El lunes 17 de agosto el sol era un acero que se desplomaba sobre las cabezas de rescatistas y familiares frente al urbanismo Luisa Cáceres de Arismendi, en Playa Grande. El astro estaba en todo el esplendor de agosto, ajeno a la aflicción que recorre La Guaira desde los terremotos del 24 de junio. Empapado en sudor, el padre Tom O’Brien descendió del vehículo que lo trasladó desde su comunidad, en la parroquia Santa Cruz de Propatria, hasta este camposanto de concreto y escombros tan próximo al mar.
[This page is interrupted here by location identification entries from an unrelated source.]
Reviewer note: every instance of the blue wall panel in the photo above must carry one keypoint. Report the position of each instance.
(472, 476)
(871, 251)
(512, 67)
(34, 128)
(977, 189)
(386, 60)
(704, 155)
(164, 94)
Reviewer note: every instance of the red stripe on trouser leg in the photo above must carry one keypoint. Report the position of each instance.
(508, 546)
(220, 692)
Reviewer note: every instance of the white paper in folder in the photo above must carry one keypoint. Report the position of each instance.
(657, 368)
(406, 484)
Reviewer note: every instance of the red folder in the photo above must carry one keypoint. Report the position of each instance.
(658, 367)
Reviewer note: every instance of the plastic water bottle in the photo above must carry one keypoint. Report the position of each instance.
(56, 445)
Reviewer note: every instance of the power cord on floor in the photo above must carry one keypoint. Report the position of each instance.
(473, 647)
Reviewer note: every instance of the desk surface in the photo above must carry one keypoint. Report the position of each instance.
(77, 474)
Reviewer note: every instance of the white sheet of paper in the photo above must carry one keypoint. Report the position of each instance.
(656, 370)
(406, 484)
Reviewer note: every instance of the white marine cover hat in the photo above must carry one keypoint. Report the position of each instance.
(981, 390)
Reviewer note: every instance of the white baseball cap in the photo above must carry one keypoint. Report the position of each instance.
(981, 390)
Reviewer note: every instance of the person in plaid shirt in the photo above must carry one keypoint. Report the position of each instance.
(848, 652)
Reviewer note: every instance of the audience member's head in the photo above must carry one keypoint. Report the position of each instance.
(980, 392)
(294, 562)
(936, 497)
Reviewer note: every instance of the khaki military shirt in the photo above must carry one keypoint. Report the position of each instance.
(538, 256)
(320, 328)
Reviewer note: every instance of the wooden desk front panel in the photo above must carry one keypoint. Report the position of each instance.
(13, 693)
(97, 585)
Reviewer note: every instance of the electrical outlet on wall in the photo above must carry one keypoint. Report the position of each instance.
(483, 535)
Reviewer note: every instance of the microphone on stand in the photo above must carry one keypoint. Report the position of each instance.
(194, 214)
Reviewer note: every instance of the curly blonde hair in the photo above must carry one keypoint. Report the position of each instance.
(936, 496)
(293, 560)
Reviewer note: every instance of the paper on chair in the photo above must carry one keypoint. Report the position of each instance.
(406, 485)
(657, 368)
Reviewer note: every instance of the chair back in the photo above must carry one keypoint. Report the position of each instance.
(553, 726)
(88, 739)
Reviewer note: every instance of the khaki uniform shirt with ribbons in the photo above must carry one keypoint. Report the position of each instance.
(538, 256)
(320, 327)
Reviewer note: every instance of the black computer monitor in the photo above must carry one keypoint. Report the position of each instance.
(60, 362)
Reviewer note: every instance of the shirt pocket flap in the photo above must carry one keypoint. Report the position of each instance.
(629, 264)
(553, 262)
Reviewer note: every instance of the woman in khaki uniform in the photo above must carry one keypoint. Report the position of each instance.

«Esta situación es impresionante», admitió Juan Luis Machado, uno de los acompañantes de O’Brien. El cuerpo de su hermano todavía no aparecía, y Juan Luis contuvo un sollozo. Pero inmediatamente se repuso y llamó a cantar para, después, comenzar con las oraciones. O’Brien se vistió con los implementos de la religión. «La bendición de dios sobre los escombros, que estamos haciendo, busca aliviar a las familias», explicó. «Es agua bendita, con la esperanza de que aparezcan», porque «podemos imaginar el dolor de no encontrar a un familiar».
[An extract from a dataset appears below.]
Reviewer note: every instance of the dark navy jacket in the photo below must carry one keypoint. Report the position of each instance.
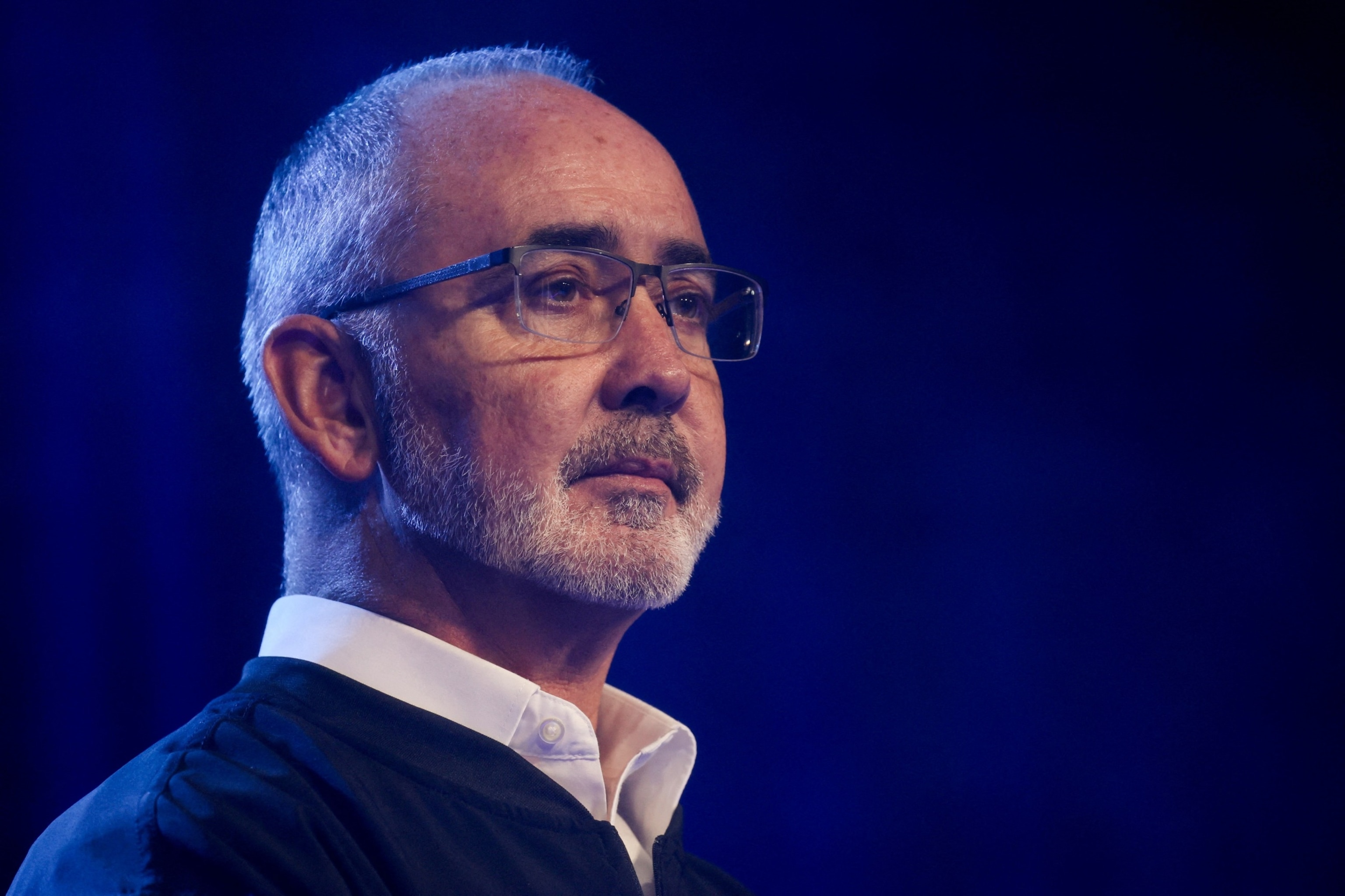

La bendición la gestionaron Henley Pinto y su hija, que buscan sin cesar a Shirley, su hermana y tía; a José Miguel, cuñado y tío político; y a Lukas y Anakin, dos sobrinos y primos, respectivamente. Pero también la solicitaron varios rescatistas que aseguran escuchar voces debajo de las ruinas; que afirman que se oye a personas llorar y clamar por ayuda.
El padre se trepó poco a poco con sus sandalias de pescador de almas. Con una Biblia en la mano, compartió rezos y dispersó agua bendita entre concreto y cabillas. Descendió a los pocos minutos. La misericordia se sembró en el lugar donde parece que dejó de existir el 24 de junio a las 6:04 pm.